For the 3 years we have been living in Playa del Carmen, we never knew there was such a nice cenote in town. Cenote Chaak-Tun is situated across the highway on Juarez, approximately 1 mile past where the pavement ends and dirt road begins. It’s frequented in the mornings by various tour groups and has proven to be most popular. We arrived around 1pm after the crowds had left and enjoyed a quiet afternoon in the cool depths, worlds away from the blazing summer heat.
Pay only $50 pesos for locals or $100 pesos for foreigners at the main entrance, grab your hard hat and life jacket which are included in the admission price and take a pleasant jaunt back a few hundred feet down a well-maintained walkway through what remains of the jungle in Playa, among a variety of singing birds, lush green trees and canopy of winding vines.
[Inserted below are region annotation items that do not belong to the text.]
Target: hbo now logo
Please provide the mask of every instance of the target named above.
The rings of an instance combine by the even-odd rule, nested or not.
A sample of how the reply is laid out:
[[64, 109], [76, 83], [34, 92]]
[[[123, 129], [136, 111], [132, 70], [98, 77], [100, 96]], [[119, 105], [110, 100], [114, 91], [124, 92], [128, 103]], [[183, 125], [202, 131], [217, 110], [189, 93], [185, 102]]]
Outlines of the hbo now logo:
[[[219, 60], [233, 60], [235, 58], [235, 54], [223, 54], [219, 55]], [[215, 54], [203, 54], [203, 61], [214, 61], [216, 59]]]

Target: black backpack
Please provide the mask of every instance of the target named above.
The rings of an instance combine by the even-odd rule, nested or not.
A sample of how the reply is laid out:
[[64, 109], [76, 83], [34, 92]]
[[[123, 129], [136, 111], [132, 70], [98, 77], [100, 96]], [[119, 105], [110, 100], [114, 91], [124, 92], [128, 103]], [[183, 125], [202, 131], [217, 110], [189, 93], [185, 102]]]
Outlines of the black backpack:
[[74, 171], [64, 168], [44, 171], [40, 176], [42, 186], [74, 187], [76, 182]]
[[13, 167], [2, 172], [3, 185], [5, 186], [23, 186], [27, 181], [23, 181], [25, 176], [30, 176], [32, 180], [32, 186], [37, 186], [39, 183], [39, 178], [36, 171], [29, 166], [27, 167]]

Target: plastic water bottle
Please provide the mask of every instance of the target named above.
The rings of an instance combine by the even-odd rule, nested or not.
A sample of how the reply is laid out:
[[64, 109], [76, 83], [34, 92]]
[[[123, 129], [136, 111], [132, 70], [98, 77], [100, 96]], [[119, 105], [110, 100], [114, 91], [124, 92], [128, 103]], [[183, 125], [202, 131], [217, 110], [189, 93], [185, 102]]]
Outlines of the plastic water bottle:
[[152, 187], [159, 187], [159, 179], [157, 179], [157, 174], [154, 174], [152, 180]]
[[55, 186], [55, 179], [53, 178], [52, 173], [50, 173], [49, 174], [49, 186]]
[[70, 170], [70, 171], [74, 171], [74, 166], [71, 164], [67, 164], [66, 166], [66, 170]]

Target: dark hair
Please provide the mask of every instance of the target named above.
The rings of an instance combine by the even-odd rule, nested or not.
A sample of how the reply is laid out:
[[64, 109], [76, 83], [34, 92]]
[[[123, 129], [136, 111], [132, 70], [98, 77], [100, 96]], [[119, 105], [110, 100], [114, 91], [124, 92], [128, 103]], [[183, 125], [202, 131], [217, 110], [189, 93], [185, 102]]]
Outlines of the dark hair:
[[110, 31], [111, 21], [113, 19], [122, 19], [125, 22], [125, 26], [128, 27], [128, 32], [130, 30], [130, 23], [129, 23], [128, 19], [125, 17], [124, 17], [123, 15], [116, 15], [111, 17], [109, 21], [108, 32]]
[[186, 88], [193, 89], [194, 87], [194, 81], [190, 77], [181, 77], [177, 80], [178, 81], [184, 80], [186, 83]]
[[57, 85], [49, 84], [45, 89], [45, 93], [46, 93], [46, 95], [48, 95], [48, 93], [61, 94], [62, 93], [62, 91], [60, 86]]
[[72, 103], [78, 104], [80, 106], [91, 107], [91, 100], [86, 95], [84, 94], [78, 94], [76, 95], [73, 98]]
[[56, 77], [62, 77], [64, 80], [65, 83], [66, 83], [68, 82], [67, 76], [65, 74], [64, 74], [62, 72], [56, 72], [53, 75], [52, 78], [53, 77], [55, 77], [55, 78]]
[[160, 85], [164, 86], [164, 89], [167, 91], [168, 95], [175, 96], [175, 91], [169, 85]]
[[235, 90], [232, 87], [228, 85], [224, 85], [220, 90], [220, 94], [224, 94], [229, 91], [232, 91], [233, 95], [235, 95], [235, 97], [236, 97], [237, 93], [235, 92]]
My mind began to imagine what it would have been like for the Mayans living in the jungle. How did they manage to navigate through the thick brush amid a myriad of crawling creatures?
The walkway continues to the mouth of the cave, past some low ceilings where one has to duck (hence the hard hats). The cave opens to a center courtyard with tall trees rising into the jungle and a variety of singing birds which sound like monkeys. The cenote then continues deeper, greeting visitors with a ceiling of stalactites, which almost looks like something out of a horror movie.
Janet, Marilou and I customarily explored the dry part of the cenote on the well-marked path, appreciating the intricate limestone formations, which are ornate and sizable. However, my primary desire besides getting out of the office on a Friday was to take a cool dip into the very fresh crystal clear water. We spent about 1/2 hour in the water which ranges from several inches deep to way over my head. Snorkelers can appreciate a stone replica of the Virgin of Guadeloupe in the water at the bottom at the back of the cenote. It takes a bit of luck and a bit of courage to actually find the carving, but it is well worth the visit. The swim also affords the opportunity to better explore up close the limestone formations which are just as worthy as almost any other cenote we’ve visited.
After visiting the first cave, we exited the cenote, past the main entrance to visit a second one next door which is actually part of the same attraction. The second one is accessed by a winding staircase that ends at a ceremonial alter which appears to be autentic. The water in the second cenote was much cloudier. (We could not see the bottom.) Regardless, it was well worth the jaunt as the rock formations on the walls were this white milky color which almost looked haunting.
In short I’d say Cenote Chaak-Tuk is well worth the very short trip down Juarez for some local cenote fun. We will surely be returning to help cool off during the hot summer. As winter approaches us locals find the cenote water too cool, so we will have to visit now as we won’t be going back until next summer.